How zvec's Write-Ahead Log (WAL) Ensures Data Durability

zvec guarantees durability by appending every mutation to a crash-recoverable WAL with CRC checksums before applying changes to in-memory structures, ensuring no committed data is lost even after system crashes.

The Alibaba zvec vector database engine relies on a robust write-ahead log (WAL) mechanism to provide strong durability guarantees for every document mutation. Before any INSERT, UPDATE, UPSERT, or DELETE operation becomes visible to readers, zvec serializes the change to an append-only WAL file protected by CRC32C checksums. This design ensures that even if the system crashes immediately after a write, the committed data can be fully recovered during the next startup.

Core WAL Architecture and File Structure

WAL File Creation and Path Management

Every segment in zvec maintains its own dedicated WAL file. When a segment initializes its write-ahead log, SegmentImpl::open_wal_file() invokes WalFile::Create to instantiate a LocalWalFile. The file path is constructed via FileHelper::MakeWalPath, generating a file named *.wal in the segment's directory.

This separation ensures that WAL files are never overwritten in-place—only new records are appended—providing a linear history of mutations that can be replayed sequentially.

Record Format and CRC Protection

Each mutation is wrapped in a WalRecord structure before hitting the disk. In LocalWalFile::append, the system constructs a record containing three fields: length (payload size), CRC32C checksum, and payload (the serialized document bytes).

The CRC is computed using ailego::Crc32c::Hash over the payload data. This checksum serves as a corruption detector during recovery—if a bit-rot or partial write occurs, the CRC validation fails and the recovery process stops before applying the damaged record, preventing data loss.

Atomic Append and Thread Safety

Concurrent mutations to the same segment are serialized through a mutex guard. Inside LocalWalFile::append, the actual disk write occurs within a std::lock_guard<std::mutex> scope that protects the write_record method.
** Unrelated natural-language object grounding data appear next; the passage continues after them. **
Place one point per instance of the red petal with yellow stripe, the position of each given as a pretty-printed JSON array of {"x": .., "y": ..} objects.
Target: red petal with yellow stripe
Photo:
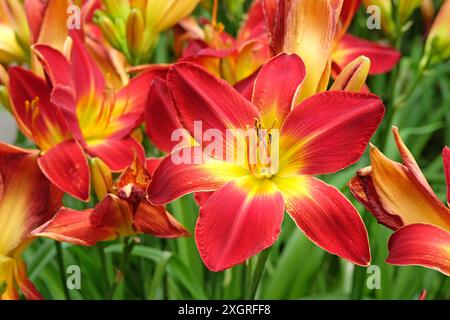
[
  {"x": 238, "y": 221},
  {"x": 326, "y": 217},
  {"x": 199, "y": 96},
  {"x": 275, "y": 88},
  {"x": 171, "y": 181},
  {"x": 37, "y": 117},
  {"x": 161, "y": 118},
  {"x": 156, "y": 221},
  {"x": 117, "y": 154},
  {"x": 65, "y": 165},
  {"x": 329, "y": 132}
]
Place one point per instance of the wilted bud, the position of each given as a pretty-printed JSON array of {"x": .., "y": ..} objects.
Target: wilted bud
[
  {"x": 353, "y": 76},
  {"x": 438, "y": 42},
  {"x": 101, "y": 177}
]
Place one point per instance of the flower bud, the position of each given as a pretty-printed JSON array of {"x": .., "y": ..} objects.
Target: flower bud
[
  {"x": 109, "y": 31},
  {"x": 134, "y": 31},
  {"x": 353, "y": 76}
]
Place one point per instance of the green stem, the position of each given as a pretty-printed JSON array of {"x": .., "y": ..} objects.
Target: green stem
[
  {"x": 390, "y": 112},
  {"x": 60, "y": 259},
  {"x": 257, "y": 274},
  {"x": 104, "y": 267}
]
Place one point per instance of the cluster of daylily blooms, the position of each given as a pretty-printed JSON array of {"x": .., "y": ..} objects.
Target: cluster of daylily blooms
[{"x": 82, "y": 95}]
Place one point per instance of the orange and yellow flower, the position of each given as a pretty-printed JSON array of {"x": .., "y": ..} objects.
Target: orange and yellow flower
[
  {"x": 399, "y": 197},
  {"x": 229, "y": 58},
  {"x": 27, "y": 199},
  {"x": 243, "y": 216},
  {"x": 316, "y": 30}
]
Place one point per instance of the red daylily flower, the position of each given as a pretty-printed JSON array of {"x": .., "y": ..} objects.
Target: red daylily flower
[
  {"x": 123, "y": 213},
  {"x": 243, "y": 216},
  {"x": 400, "y": 198},
  {"x": 78, "y": 115},
  {"x": 316, "y": 31},
  {"x": 220, "y": 53},
  {"x": 27, "y": 199}
]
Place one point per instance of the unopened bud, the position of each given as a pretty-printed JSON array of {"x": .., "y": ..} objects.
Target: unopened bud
[{"x": 353, "y": 76}]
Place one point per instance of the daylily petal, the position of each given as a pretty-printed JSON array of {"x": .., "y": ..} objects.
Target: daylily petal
[
  {"x": 353, "y": 77},
  {"x": 250, "y": 222},
  {"x": 446, "y": 157},
  {"x": 37, "y": 117},
  {"x": 151, "y": 164},
  {"x": 400, "y": 193},
  {"x": 26, "y": 286},
  {"x": 314, "y": 23},
  {"x": 161, "y": 117},
  {"x": 245, "y": 87},
  {"x": 319, "y": 138},
  {"x": 130, "y": 103},
  {"x": 117, "y": 154},
  {"x": 171, "y": 181},
  {"x": 63, "y": 95},
  {"x": 65, "y": 165},
  {"x": 199, "y": 96},
  {"x": 74, "y": 227},
  {"x": 275, "y": 88},
  {"x": 423, "y": 245},
  {"x": 87, "y": 77},
  {"x": 383, "y": 58},
  {"x": 156, "y": 221},
  {"x": 326, "y": 217}
]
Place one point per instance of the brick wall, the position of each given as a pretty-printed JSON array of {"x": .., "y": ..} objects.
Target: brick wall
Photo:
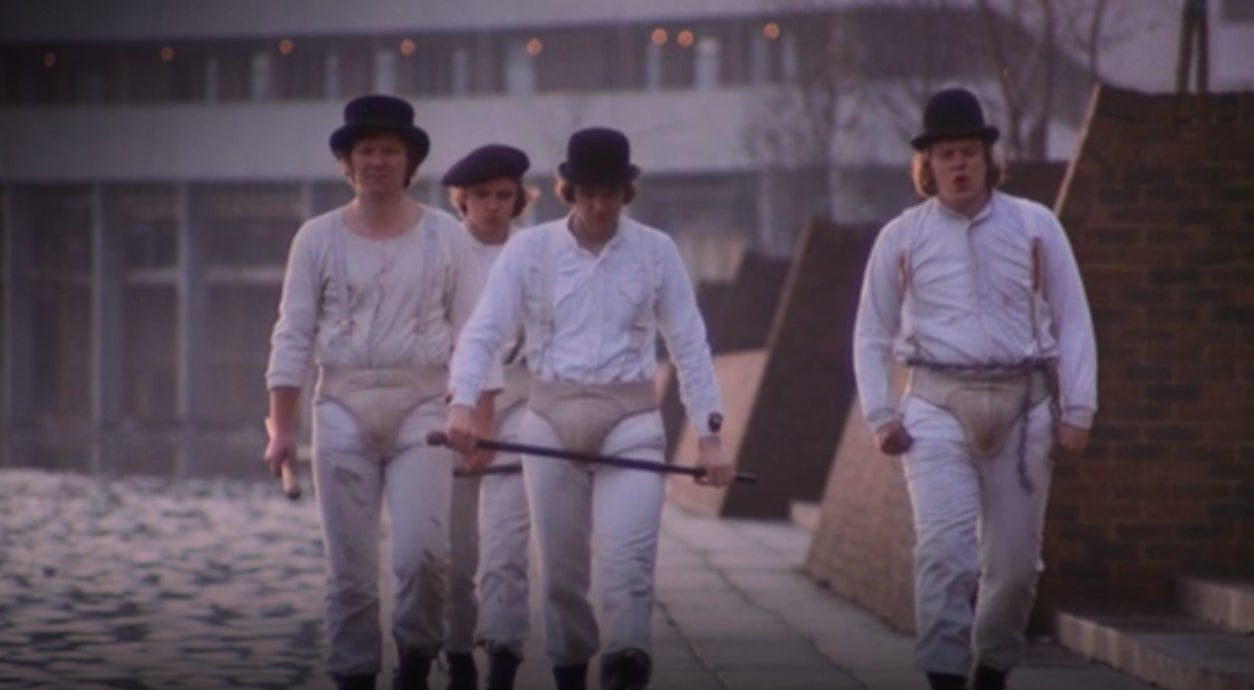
[
  {"x": 806, "y": 384},
  {"x": 862, "y": 545},
  {"x": 1160, "y": 210},
  {"x": 737, "y": 315}
]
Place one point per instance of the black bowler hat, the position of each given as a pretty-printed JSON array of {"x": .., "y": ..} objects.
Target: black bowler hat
[
  {"x": 953, "y": 114},
  {"x": 380, "y": 114},
  {"x": 484, "y": 163},
  {"x": 597, "y": 157}
]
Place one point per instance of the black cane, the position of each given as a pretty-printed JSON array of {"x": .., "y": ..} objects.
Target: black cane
[{"x": 438, "y": 438}]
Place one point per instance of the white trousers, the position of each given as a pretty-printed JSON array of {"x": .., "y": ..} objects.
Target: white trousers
[
  {"x": 976, "y": 528},
  {"x": 490, "y": 528},
  {"x": 353, "y": 482},
  {"x": 612, "y": 514}
]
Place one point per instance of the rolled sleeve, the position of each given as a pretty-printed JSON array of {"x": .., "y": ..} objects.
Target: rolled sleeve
[
  {"x": 475, "y": 365},
  {"x": 291, "y": 343},
  {"x": 875, "y": 326},
  {"x": 685, "y": 334}
]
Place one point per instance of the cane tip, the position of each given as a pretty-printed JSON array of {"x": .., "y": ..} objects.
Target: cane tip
[{"x": 437, "y": 438}]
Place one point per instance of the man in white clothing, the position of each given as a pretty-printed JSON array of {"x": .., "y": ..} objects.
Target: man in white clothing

This locking ensures that multiple threads appending to the same WAL file cannot interleave their records, maintaining the sequential integrity required for deterministic crash recovery. Each append operation is atomic from the perspective of the WAL—either the entire record (length + CRC + payload) is written, or none of it is.

Flush Policies and OS-Level Persistence

Durability is configurable through WalOptions.max_docs_wal_flush. This parameter controls how many documents can be appended before the system forces an fsync operation via file_.flush().

When the append count reaches the configured threshold, LocalWalFile::append automatically triggers a flush, forcing the operating system to push buffered data to the storage device. Users can also explicitly call wal_file_->flush() for synchronous durability on critical writes. This turns in-memory buffers into durable storage, ensuring that committed transactions survive a power loss.

Crash Recovery and Replay Mechanism

Recovery Initialization

When a segment restarts after a crash, SegmentImpl::recover re-opens the existing WAL file via SegmentImpl::open_wal_file. If the file exists, the system prepares it for sequential reading using prepare_for_read, which validates the WalHeader (containing version information) to ensure format compatibility.

Sequential Replay

The recovery process iterates through the WAL using wal_file_->next(), which reads each WalRecord, verifies its CRC, and returns the payload. For each valid record, the system deserializes the document using Doc::deserialize and re-applies the operation (INSERT, UPDATE, UPSERT, or DELETE) to the in-memory structures exactly as during normal processing.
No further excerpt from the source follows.